Если говорить о главных дипломатических проблемах Японии в то время, то те из них, что были связаны с Китаем (Маньчжурская и Шаньдунская) на какое-то время могли считаться урегулированными, но одна из наиболее трудных, — проблема России, — все более осложнялась ввиду установления там советской власти и отправки вследствие этого наших войск в Сибирь. В то время как инцидент в Николаевске взбудоражил общественное мнение Японии, США неожиданно вывели свои войска из Восточной Сибири и принялись возражать против дальнейшего присутствия там сил Японии. Кроме того, в Сибири активизировались действия партизан, и для Японии настало время пересмотреть свою политику в отношении России. Как поговаривали, США были недовольны позицией Японии в сибирском вопросе. Однако, принимая во внимание изначальную инициативу Соединенных Штатов, обратившихся к Японии с просьбой о вводе войск в Сибирь, становилось очевидным, что теперь они своей высокомерной позицией явно срывали координацию действий обеих стран. Впоследствии США продолжали придерживаться аналогичной позиции в отношении Японии, но в свете нынешнего советско-американского противостояния представляется, что Соединенным Штатам следовало бы многое пересмотреть в своих прежних подходах.
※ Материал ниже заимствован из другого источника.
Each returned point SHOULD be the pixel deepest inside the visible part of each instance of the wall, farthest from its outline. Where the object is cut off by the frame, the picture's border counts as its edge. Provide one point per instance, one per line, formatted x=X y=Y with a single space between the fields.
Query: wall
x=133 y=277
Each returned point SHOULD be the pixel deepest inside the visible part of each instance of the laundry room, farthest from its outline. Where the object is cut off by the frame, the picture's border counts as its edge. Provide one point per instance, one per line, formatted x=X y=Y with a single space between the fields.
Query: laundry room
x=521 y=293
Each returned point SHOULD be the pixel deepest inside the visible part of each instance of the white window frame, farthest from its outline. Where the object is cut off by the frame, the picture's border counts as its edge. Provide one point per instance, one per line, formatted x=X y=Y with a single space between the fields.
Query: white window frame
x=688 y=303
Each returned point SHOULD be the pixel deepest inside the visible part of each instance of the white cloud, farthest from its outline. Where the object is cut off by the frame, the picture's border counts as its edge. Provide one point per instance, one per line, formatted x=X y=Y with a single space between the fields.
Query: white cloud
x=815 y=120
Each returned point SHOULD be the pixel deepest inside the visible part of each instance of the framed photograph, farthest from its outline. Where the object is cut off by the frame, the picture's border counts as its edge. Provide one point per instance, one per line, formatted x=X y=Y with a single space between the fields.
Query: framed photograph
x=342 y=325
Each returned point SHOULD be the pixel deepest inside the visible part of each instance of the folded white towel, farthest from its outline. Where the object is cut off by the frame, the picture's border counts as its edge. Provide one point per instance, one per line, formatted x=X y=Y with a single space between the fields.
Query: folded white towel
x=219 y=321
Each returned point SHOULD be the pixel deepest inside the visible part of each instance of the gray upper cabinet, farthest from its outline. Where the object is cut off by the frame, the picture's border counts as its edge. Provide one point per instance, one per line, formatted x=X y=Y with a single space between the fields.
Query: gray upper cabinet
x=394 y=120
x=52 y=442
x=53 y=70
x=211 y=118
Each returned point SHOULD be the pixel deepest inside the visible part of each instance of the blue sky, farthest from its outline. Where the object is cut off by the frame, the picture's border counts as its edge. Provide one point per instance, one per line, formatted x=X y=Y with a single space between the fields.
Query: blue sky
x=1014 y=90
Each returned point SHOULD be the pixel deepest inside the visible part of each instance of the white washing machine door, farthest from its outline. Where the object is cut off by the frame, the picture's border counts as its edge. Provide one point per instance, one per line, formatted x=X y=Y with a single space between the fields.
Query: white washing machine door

Директор Европейско-Американского бюро Мацудайра настойчиво просил меня заняться российскими делами. С той же просьбой обращался ко мне заведующий Первым сектором этого бюро, который, говорил, что вскоре должен получить назначение на работу за рубежом и что, в общем-то, уже было принято решение о занятии мною его места. Поскольку еще со времени своей поездки в Германию у меня возник чрезвычайно большой интерес к отношениям с Россией, я согласился работать в Первом секторе Европейско-Американского бюро, после чего почти вся моя дипломатическая карьера была связана с российскими делами. (Первое, что меня удивило по возращении на родину, была возросшая самоуверенность японцев. Так, посол Мацуи уже говорил о "трех великих державах”. Во-вторых, я был поражен безответственными действиями пребывавшего в эйфории молодого поколения. Например, работа организации “Какумэйкай” в седьмой школе второй ступени. Но поскольку по прибытии в Токио я пять лет занимался российскими делами, поначалу мой рассказ пойдет только о них).

В то время в Японии имели хождение различные мнения о будущем советского режима. Некоторые считали, что, поскольку Советы обречены на скорый провал, Японии следует усилить помощь Семенову и другим деятелям на востоке России. Однако, на мой взгляд, советская власть была отнюдь не столь беспомощной, военная интервенция была не только в высшей степени непопулярной, но и не имела шансов на успех, и поэтому Японии следовало вывести свои войска из Сибири и попытаться решить имевшиеся вопросы путем переговоров с Советами. Иначе говоря, было очевидно, что, поскольку японские войска оккупировали Северный Сахалин и обращенное к нему континентальное побережье, Японии было необходимо вести переговоры с советским режимом в целях гарантирования компенсации за инцидент в Николаевске. Было также необходимо обеспечить возврат правительственного кредита, предоставленного России во время войны, и защиту прав частной собственности.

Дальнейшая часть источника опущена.